Seattle has not been the kindest of cities to Stanford football over the years, and the Cardinal has yet to win at CenuryLink Field, the home of the Seattle Seahawks.
Perhaps that is a reason for Washington State wishing to host fifth-ranked Stanford (1-0 in the Pac-12, 3-0 overall) in the school's annual "Seattle Game and Foundation Weekend" there on Saturday at 7 p.m., to be televised on ESPN.
The Cardinal was upset by Washington at CenturyLink Field last year, one of just two losses for Stanford on the year.
In fact, Stanford has lost 14 times its its past 17 visits to the city, with a three-game winning streak between 2006-10 the only interruption of an otherwise bottomless pit since Stanford won there in 1975.
The Huskies handed Stanford 13 of those losses during that span, while Georgia Tech beat the Cardinal in the 2001 Seattle Bowl.
The Cougars (1-0, 3-1) don't appear to be so willing to lie down and take a thrashing as they did a year ago. They have won three straight, including an upset at USC, and have outscored their opponents by a combined margin of 100-17.
"Noise is a factor at that place," Stanford coach David Shaw said Tuesday. "The stadium was half-filled last year and it was loud. It's a smart move for Washington State to do it once a year. It's a great idea for them and their fan base."
Puyallup native Joshua Garnett grew up watching games at the stadium. The sophomore left guard knows what it can be like for opposing teams.
"I think the way they engineered that stadium makes it loud," Garnett said. "The crowd noise makes it an awesome environment to be in."
Garnett, who says he doesn't have much in the way of purple and gold in his wardrobe any longer, said he expects to have a lot of personal support on Saturday. Team-wise? Not so much.
"I've already had people send me pictures of their tickets, with a note saying 'Get ready to lose,' " he said.

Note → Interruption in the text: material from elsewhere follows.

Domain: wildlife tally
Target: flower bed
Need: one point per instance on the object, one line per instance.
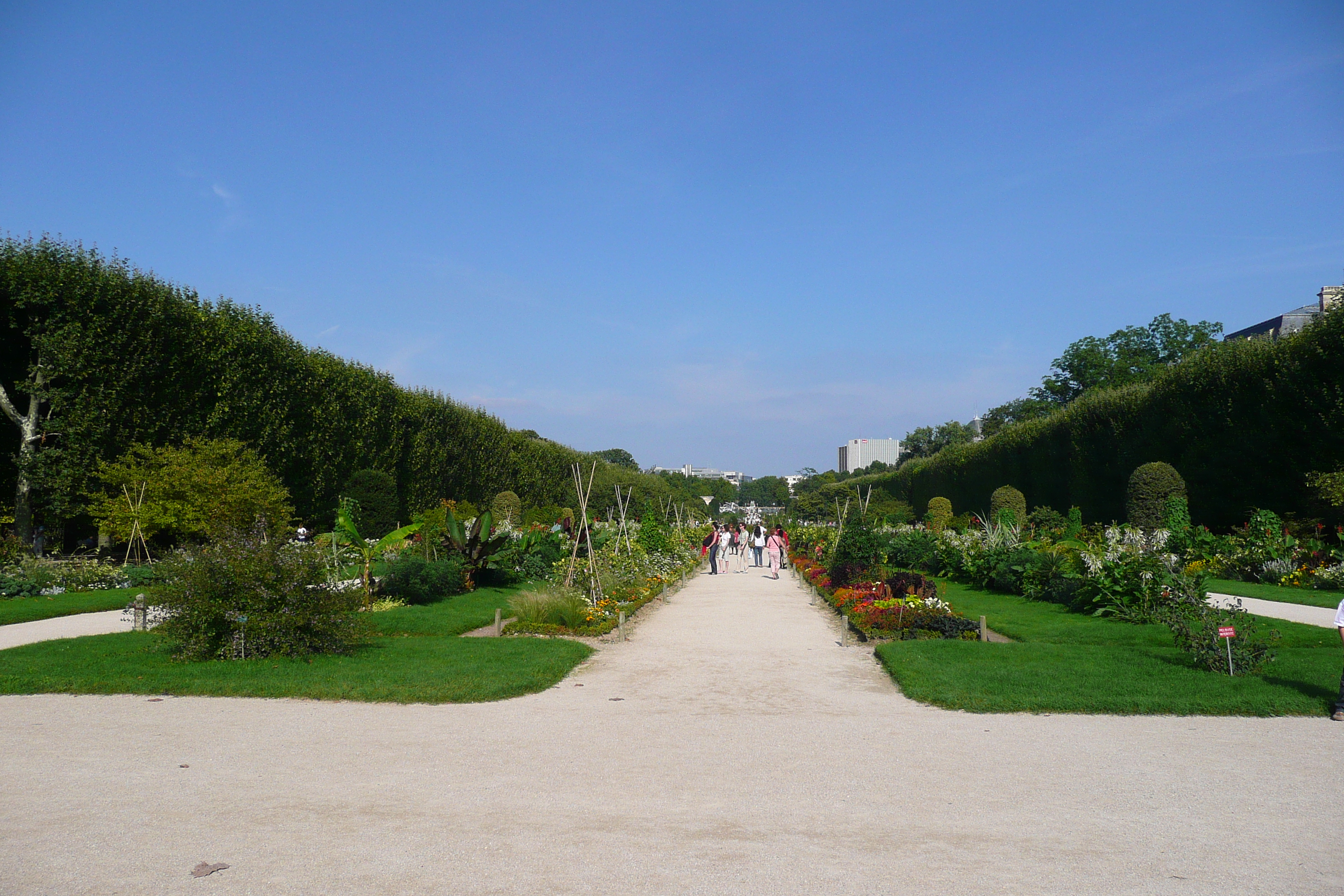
(906, 606)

CenturyLink Field was the site of the San Francisco 49ers' loss to the Seahawks two weeks ago, and the crowd made an impression on 49er players. In fact, the decibel level was rated one of the highest ever.

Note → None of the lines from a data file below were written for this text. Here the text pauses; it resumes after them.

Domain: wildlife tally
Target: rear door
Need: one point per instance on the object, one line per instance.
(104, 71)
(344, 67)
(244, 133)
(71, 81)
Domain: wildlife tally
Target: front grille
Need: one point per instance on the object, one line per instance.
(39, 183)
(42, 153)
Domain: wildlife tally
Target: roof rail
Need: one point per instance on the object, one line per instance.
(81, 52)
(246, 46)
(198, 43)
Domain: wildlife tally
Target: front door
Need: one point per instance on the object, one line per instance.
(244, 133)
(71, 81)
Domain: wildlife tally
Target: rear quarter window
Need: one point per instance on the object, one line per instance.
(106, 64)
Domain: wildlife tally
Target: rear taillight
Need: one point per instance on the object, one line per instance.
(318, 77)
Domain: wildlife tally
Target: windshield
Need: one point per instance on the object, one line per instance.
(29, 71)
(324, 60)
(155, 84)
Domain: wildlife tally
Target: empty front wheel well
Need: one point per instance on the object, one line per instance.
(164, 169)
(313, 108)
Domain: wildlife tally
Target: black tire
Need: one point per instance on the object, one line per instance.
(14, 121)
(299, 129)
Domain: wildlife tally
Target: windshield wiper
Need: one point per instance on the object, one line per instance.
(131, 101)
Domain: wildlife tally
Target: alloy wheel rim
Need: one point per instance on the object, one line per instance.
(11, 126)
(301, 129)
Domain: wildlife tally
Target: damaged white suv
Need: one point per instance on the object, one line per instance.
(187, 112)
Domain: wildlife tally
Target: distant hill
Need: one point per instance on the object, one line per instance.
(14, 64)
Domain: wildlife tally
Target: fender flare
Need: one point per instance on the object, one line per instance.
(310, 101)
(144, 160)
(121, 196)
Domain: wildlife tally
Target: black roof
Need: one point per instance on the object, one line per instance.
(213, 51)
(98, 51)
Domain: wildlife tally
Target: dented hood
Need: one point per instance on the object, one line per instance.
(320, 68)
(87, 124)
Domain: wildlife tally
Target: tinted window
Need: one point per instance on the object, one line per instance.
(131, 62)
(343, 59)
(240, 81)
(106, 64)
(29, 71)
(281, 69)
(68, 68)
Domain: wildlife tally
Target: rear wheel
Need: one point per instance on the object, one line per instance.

"Props to the Seattle fans," SF tight end Vance McDonald said. "They're loud. The crowd is there to watch and they hyped me up."
Jacksonville Jaguars offensive coordinator Jedd Fisch, who has coached with the Seahawks, said it's unlike anywhere else.
"It's awesome," he said. "It's what makes college football so much fun. I think it adds to the atmosphere and energy. It's extremely cool."
Stanford quarterback Kevin Hogan made his collegiate debut against the Huskies last year, running one play, a five-yard gain.
"We have pretty good non-verbal communication," Hogan said. "We're all comfortable with it. I don't think we need to worry about noise."